Recently when I was visiting a country in which English is not the dominant language, I was made aware of the important role played by language in the pursuit of knowledge. The connections to undertaking a research degree were uncanny!
I was scheduled to catch a 4.29 (16:29) train from Prague (Praha) to Berlin at the conclusion of the conference I had been attending at the Miska Palace. This would be a simple transit exercise in my own country, and one which I would not even have to think about, but the absence of English signs everywhere to inform my problem solving made me very aware I was in unfamiliar territory. I could see parallels between this experience of trying to find my way and those ‘lost’ feelings students often comment on when they embark on their research degree and are unfamiliar with many of the terms and concepts of doing university based research.
I learnt from a colleague which tram I needed to catch to get from the palace to the railway station.
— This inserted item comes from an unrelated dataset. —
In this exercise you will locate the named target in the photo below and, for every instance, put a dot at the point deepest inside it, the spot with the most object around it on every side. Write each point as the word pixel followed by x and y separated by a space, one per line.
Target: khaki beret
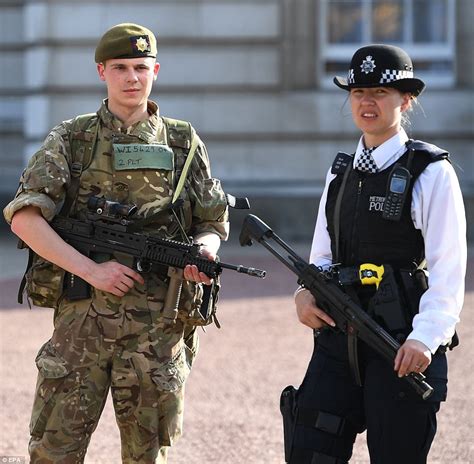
pixel 126 40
As a reference to the tram routes showed me, this did not leave from directly in front of the palace and required a brief walk to a different tram stop from which I could be assured of catching this tram.
Once on the tram, I listened to the announcements. Although they were not in English I noticed a rhythm and pattern of the announcement, and when I compared this to the actual names of the tram stops, I realised that the announcement was advising of the current tram stop and the next tram stop.
Just in case the purpose of this story has not been clear, I am suggesting that my knowledge of the language and my meaning making about getting to the station was enhanced firstly by asking a colleague, but checking this advice with an alternate source and secondly by listening to and making sense of repeated statements.
Once at the station I needed to locate the platform from which my train was scheduled to depart, and this was aided by an enormous sign which listed all the train details along with English translations of the key information indicators. Because my train booking contained the exact time of departure, I was able to identify it, and then see which platform it was due to leave from. I was also able to ascertain in this exercise that my train was running twenty minutes late.
Again, in case the purpose of this blog is not clearly understood, a third recognition of how I could survive in this new and foreign language was that sometimes it helps to have definitions of the unfamiliar terms.
As I stood waiting for my now delayed train I started to consider that grappling with a foreign language was a very similar experience to beginning to undertake a research degree. I clearly remember being overwhelmed by terms such as ontology, epistemology and hegemony. It would have been nice if these words were translated for me or if I had been given a list of possible words and some references to explore the meaning. All this in hindsight! It may also have been that having a list would have been all part of the overwhelming feeling.
I now know that words such as paradigm, ontology and epistemology are highly debated words, but, in hindsight, a start would have at least been to provide some basic assumptions and an alert that as I progressed with my research I would encounter much discussion about these words. I suppose these are the sorts of scaffolding that we can consider when we understand the start of a research degree from the perspective of the outsider.
Paradigm for me is a set of beliefs. These are beliefs and not as such provable. They are just things a person believes.
The investigative paradigm is the set of beliefs that underpin the way in which we investigate, and this has two essential elements in ontology and epistemology.
Ontology is about truth – a person’s belief about what constitutes truth.
Epistemology is about knowledge – a person’s belief about what constitutes knowledge?
These two, as I have mentioned in another blog, make up the philosophical foundations of every form of investigation. The sooner a research supervisor can encourage their student to being thinking about these essentially philosophical issues, I believe, the sooner they will begin to grapple with the philosophical side of a research degree.
In many ways, these core and problematic terms have a sense of also being what Mayer and Land (2006) refer to as ‘threshold concepts’. They are those concepts which underpin the learning of a particular field and which are also seen as troublesome or difficult to grapple with. Again, the sooner we know that a research student finds these terms and concepts troublesome, the sooner as a research supervisor we can come up with interventions which help to make them less troublesome. I doubt that they will ever be not troublesome as these are the contested areas on which major revolutions in research and investigation have been waged, and understanding the contested nature of knowledge is part of what a research degree is all about.
Meyer, J. H. F & Land, R. (Eds.) 2006. Overcoming barriers to student understanding: Threshold concepts and troublesome knowledge. London, U.K.: Routledge.